I offered to check it out myself, and over the next few days spoke to 20 people on the list at random. Only two remembered registering for the event. A handful had seen a confirmation but didn’t remember registering, and the overwhelming majority said not only had they not registered, but the topic wasn’t even relevant to them.
The experience said a lot about the quality of leads that traditional channels are able to provide in a chaotic media world. B2B publishing houses have long relied upon their subscriber lists for the generation. People filled out qualification cards to get the publication for free, and then publishers monetized the business by selling access to the list.
But nearly all those print publications are now gone, along with the data that readers provided. That means lead generators have to work existing lists harder, resort to lower quality lists, and even engage in shenanigans like the case outlined above to meet lead guarantees. That means lead quality suffers, and bad leads cost more than no leads at all. Lead generation expert Dan McDade (left) says he’s seen campaigns in which 99 percent of the leads generated were worthless. Ninety-nine percent.
This doesn’t mean lead generation is a fool’s errand, or that there aren’t good sources out there, but any marketer who judges the success of a campaign based upon the quantity of leads generated is asking for trouble. Poor lead quality is one of the most contentious issues that divides sales and marketing organizations, and despite a bounty of evidence that lead scoring and nurturing improves sales efficiency, many marketers I’ve dealt with still measure success by the number of names in the spreadsheet.
With good lists becoming harder to find, lead brokers are bringing technology to bear to improve lead quality. Predictive analytics can be used to qualify people based upon the characteristics or behaviors they exhibit without asking them to explicitly give up any information. Social channels are a promising new source of this type of lead, and startups are sprouting to provide this capability as a service.

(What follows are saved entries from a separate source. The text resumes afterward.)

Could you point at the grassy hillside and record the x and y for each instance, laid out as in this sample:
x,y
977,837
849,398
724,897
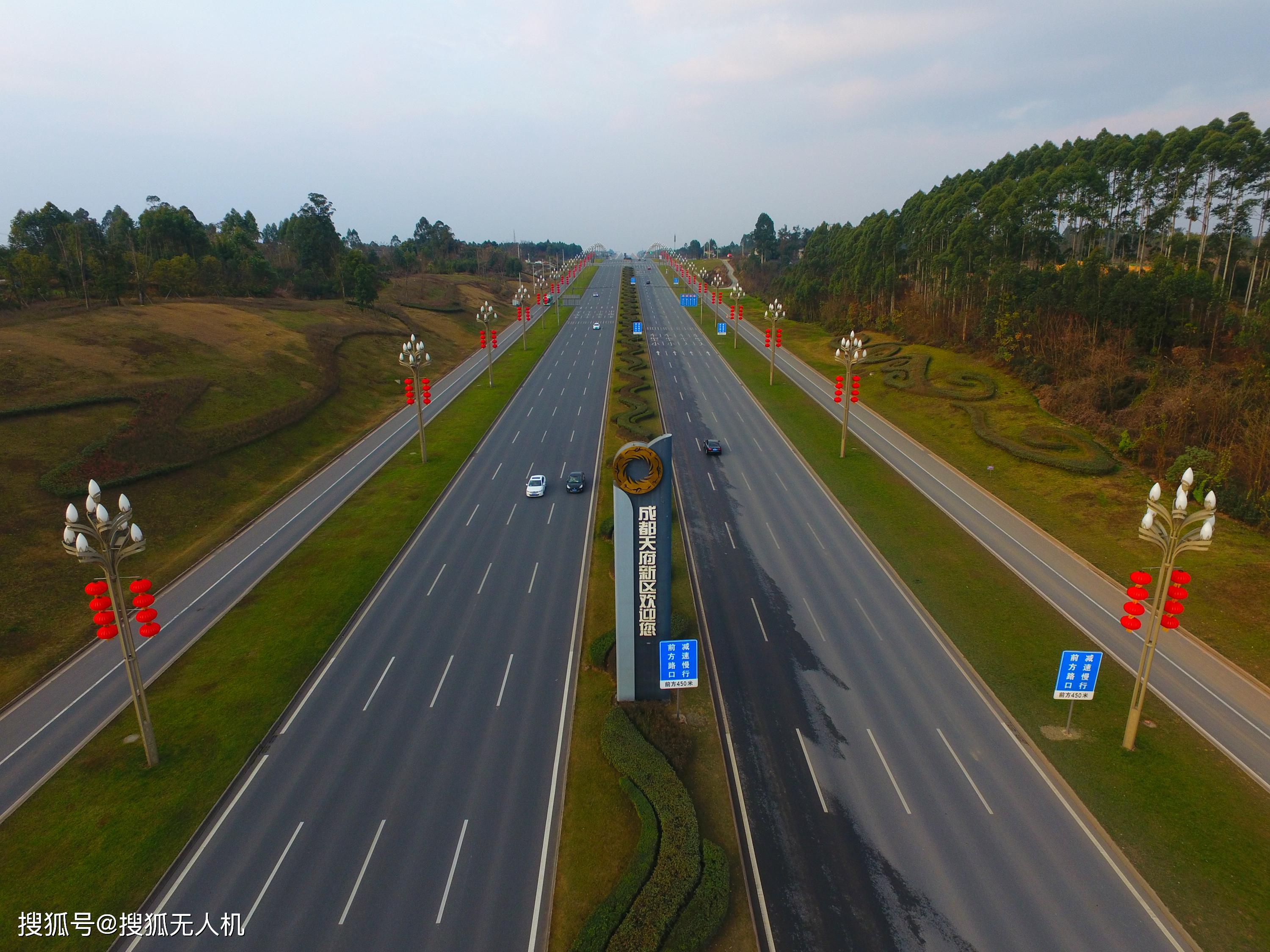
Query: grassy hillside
x,y
251,395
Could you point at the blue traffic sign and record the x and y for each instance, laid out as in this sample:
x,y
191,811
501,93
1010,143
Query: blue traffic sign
x,y
1077,674
679,663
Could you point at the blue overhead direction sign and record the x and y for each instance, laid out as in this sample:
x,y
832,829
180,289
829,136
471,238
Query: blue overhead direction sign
x,y
1077,676
679,663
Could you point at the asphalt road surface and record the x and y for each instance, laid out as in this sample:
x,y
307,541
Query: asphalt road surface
x,y
46,726
409,796
1230,707
886,801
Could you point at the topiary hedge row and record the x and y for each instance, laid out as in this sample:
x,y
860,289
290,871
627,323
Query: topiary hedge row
x,y
607,917
704,914
679,857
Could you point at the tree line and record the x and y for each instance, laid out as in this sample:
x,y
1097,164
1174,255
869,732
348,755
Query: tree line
x,y
56,254
1123,276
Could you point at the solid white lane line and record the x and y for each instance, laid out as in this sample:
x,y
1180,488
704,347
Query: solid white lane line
x,y
808,758
868,619
964,771
365,864
441,682
204,845
889,773
814,621
439,574
508,671
760,619
275,872
451,878
379,682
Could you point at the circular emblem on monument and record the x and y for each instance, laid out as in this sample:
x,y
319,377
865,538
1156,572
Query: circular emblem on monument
x,y
646,484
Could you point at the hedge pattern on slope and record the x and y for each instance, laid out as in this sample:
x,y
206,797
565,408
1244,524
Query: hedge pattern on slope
x,y
679,858
607,917
704,914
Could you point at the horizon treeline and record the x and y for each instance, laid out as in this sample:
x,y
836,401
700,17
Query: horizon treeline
x,y
56,254
1124,277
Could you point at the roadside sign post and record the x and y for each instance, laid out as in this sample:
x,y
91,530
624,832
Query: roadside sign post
x,y
679,667
1077,677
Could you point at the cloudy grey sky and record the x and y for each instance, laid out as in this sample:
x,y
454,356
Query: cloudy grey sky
x,y
615,122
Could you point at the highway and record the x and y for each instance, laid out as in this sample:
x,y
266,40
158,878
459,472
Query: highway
x,y
409,795
46,726
884,800
1230,707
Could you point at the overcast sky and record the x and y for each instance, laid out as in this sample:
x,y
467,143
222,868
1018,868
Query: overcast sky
x,y
624,124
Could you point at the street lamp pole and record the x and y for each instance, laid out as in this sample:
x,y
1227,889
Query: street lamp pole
x,y
107,541
487,316
775,313
848,355
414,358
1173,532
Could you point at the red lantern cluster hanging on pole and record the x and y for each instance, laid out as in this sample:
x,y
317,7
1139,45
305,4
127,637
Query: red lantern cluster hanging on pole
x,y
101,607
143,600
1174,606
1137,593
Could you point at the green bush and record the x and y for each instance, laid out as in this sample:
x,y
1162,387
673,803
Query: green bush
x,y
601,647
679,860
704,914
604,922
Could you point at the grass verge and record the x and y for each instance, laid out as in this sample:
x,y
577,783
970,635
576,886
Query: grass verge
x,y
1193,824
101,833
599,827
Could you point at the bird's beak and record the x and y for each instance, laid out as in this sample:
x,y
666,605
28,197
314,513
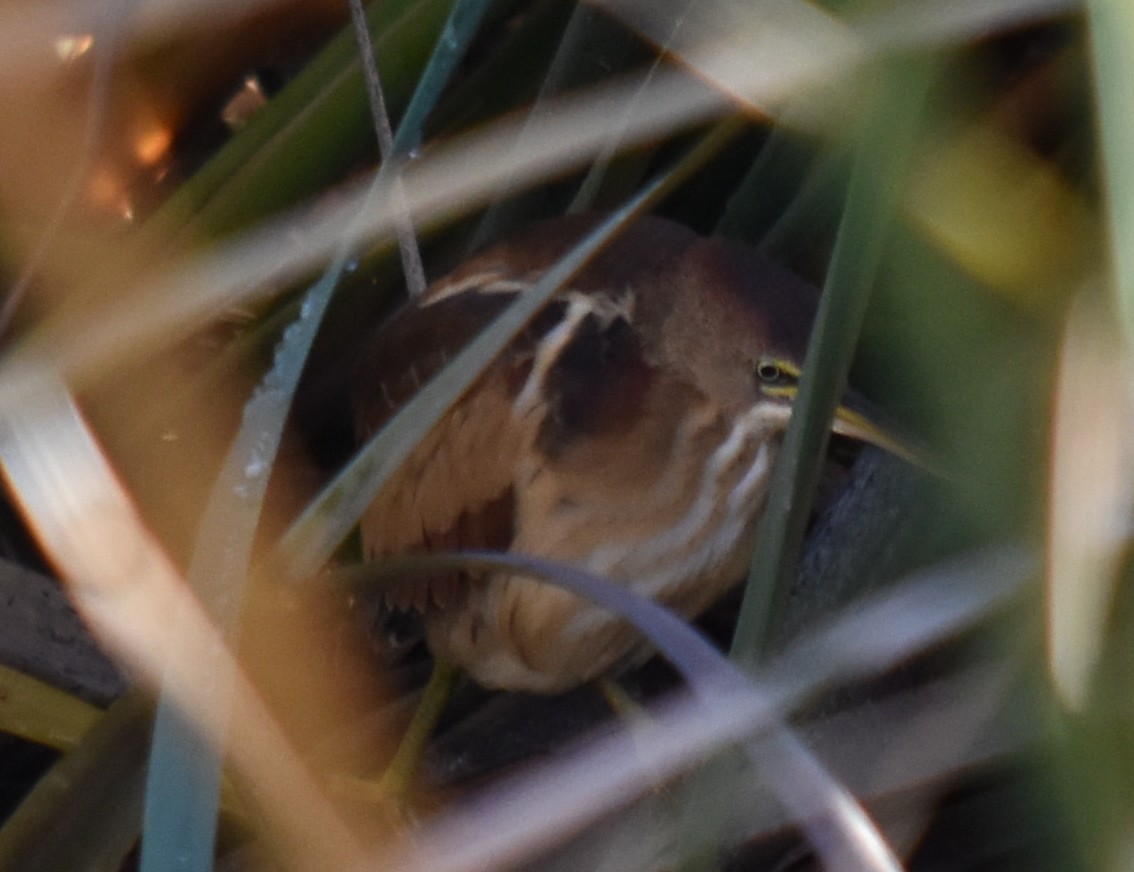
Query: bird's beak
x,y
856,420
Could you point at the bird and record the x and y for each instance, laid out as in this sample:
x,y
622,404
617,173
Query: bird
x,y
629,431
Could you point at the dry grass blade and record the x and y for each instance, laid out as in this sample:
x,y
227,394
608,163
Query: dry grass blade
x,y
129,592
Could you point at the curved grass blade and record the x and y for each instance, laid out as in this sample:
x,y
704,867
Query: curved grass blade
x,y
532,813
39,712
303,137
1111,24
887,133
183,788
838,828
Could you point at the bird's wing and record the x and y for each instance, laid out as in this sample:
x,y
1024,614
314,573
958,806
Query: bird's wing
x,y
455,489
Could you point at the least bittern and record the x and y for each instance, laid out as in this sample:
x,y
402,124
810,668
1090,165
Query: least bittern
x,y
629,431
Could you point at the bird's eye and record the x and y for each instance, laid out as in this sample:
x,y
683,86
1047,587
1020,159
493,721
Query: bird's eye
x,y
769,372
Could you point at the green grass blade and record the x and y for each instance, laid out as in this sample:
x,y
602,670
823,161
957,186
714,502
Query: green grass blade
x,y
84,813
39,712
886,138
327,522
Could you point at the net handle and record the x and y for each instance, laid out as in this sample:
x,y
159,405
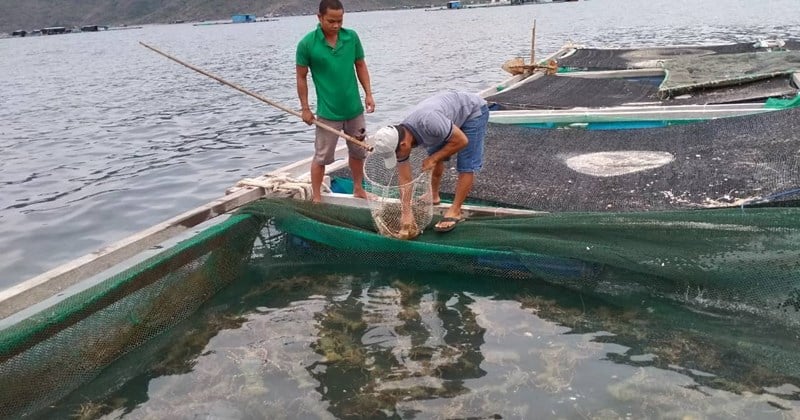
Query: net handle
x,y
261,98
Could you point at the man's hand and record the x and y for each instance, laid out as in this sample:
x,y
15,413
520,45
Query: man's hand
x,y
369,103
429,163
408,226
308,116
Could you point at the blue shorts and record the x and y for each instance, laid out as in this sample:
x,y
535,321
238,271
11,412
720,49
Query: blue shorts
x,y
470,158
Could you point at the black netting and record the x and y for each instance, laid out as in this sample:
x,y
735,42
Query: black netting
x,y
713,163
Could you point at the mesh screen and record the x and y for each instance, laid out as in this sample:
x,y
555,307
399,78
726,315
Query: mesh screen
x,y
705,164
559,92
742,259
627,58
45,356
734,259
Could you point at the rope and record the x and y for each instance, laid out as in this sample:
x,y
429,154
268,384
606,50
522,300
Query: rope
x,y
282,184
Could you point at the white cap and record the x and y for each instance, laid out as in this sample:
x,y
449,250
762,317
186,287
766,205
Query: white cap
x,y
384,142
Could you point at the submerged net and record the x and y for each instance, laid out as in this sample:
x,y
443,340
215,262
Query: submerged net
x,y
390,199
51,348
739,260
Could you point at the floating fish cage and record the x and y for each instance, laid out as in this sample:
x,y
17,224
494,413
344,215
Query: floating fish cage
x,y
734,257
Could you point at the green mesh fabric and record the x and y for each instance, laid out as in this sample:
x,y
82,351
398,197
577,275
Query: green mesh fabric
x,y
730,257
46,355
776,103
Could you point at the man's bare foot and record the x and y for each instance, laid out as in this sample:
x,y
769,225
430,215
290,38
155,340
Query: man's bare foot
x,y
365,195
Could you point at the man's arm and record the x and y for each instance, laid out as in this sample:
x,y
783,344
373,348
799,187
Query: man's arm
x,y
406,190
458,140
363,77
302,93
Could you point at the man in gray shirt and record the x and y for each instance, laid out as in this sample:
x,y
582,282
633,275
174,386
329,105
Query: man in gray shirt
x,y
446,124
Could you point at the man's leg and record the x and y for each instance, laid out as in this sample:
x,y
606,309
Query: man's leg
x,y
317,174
463,188
436,181
356,127
357,169
324,150
470,160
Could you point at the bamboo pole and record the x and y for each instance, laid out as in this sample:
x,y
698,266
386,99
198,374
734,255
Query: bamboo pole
x,y
261,98
533,43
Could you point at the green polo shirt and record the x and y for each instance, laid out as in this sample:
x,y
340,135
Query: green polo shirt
x,y
333,72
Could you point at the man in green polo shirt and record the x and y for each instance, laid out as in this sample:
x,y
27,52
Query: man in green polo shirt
x,y
336,58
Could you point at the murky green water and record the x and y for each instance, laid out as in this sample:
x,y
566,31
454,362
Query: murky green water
x,y
318,342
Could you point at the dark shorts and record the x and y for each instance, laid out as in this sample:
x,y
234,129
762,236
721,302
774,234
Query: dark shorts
x,y
470,158
325,142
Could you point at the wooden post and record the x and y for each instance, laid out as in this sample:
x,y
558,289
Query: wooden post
x,y
533,42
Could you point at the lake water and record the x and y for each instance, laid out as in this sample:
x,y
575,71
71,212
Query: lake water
x,y
102,138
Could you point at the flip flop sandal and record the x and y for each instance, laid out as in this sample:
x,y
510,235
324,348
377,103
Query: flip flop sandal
x,y
453,222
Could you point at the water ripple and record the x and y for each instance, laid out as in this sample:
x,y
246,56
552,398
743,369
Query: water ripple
x,y
101,137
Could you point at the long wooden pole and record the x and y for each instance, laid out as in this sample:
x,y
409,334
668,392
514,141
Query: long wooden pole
x,y
533,43
340,133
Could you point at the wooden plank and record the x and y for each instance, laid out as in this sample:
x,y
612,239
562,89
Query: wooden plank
x,y
52,282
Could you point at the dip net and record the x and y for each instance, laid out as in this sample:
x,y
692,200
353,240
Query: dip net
x,y
389,197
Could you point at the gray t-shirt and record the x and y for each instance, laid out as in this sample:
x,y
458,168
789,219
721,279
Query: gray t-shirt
x,y
432,120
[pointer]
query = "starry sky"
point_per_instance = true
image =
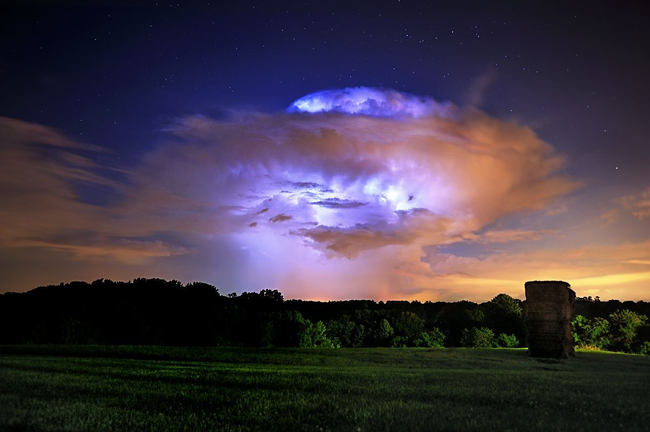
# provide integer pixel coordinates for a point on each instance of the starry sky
(330, 150)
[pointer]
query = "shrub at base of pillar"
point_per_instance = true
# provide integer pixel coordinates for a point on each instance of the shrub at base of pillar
(548, 311)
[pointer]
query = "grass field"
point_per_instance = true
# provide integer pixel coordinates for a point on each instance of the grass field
(45, 388)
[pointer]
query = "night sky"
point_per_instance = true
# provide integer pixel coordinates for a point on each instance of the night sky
(385, 150)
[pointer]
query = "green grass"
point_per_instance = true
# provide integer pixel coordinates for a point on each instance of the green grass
(55, 388)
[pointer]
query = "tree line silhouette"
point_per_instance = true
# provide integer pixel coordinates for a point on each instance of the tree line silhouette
(160, 312)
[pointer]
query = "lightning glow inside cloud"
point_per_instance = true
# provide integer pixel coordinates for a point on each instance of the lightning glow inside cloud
(348, 194)
(371, 102)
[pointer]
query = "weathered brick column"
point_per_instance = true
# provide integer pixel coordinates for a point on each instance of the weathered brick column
(549, 308)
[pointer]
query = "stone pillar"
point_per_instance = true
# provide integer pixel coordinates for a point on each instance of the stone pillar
(549, 308)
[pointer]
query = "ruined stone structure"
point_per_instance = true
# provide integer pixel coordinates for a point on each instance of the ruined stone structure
(549, 308)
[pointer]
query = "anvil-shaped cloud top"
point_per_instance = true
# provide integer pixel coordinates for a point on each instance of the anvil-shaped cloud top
(370, 102)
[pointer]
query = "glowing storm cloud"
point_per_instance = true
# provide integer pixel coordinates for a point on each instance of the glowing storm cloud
(371, 102)
(346, 190)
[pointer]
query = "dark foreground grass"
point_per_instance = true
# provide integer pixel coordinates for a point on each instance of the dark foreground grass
(195, 389)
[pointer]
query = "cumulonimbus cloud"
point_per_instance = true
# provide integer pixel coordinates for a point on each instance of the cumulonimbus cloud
(367, 175)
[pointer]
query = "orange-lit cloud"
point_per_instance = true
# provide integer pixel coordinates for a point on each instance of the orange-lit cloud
(319, 206)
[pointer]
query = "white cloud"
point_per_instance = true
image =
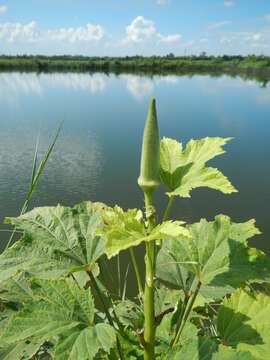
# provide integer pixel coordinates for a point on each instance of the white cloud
(163, 2)
(17, 32)
(169, 38)
(218, 25)
(88, 33)
(3, 9)
(256, 37)
(228, 4)
(12, 32)
(138, 87)
(140, 29)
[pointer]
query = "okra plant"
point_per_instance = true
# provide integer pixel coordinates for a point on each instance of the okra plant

A related and promising new strategy is account-based marketing. This technique focuses on a few highly desirable accounts, identifies individual influencers, and treats them as markets of one. Sales and marketing groups work arm-in-arm on account strategies. Social media also plays an important role here because profiles and conversations yield valuable insight that can be used for targeted messaging. Once the domain of only the largest companies, account-based marketing is now becoming accessible to everyone through cloud platforms like Engagio and Demandbase.
The bottom line is that marketers need to abandon the traditional spray-and-pray approach to lead generation in favor of more targeted and intelligent approaches. They need to rejigger their criteria for selecting lead-gen partner around qualitative rather than quantitative metrics. The good news is that the technology exists to make that possible. Ultimately, better quality leads create stronger partnerships between marketing and sales, and more productive engagement on both sides. The collapse of lists is a blessing in disguise.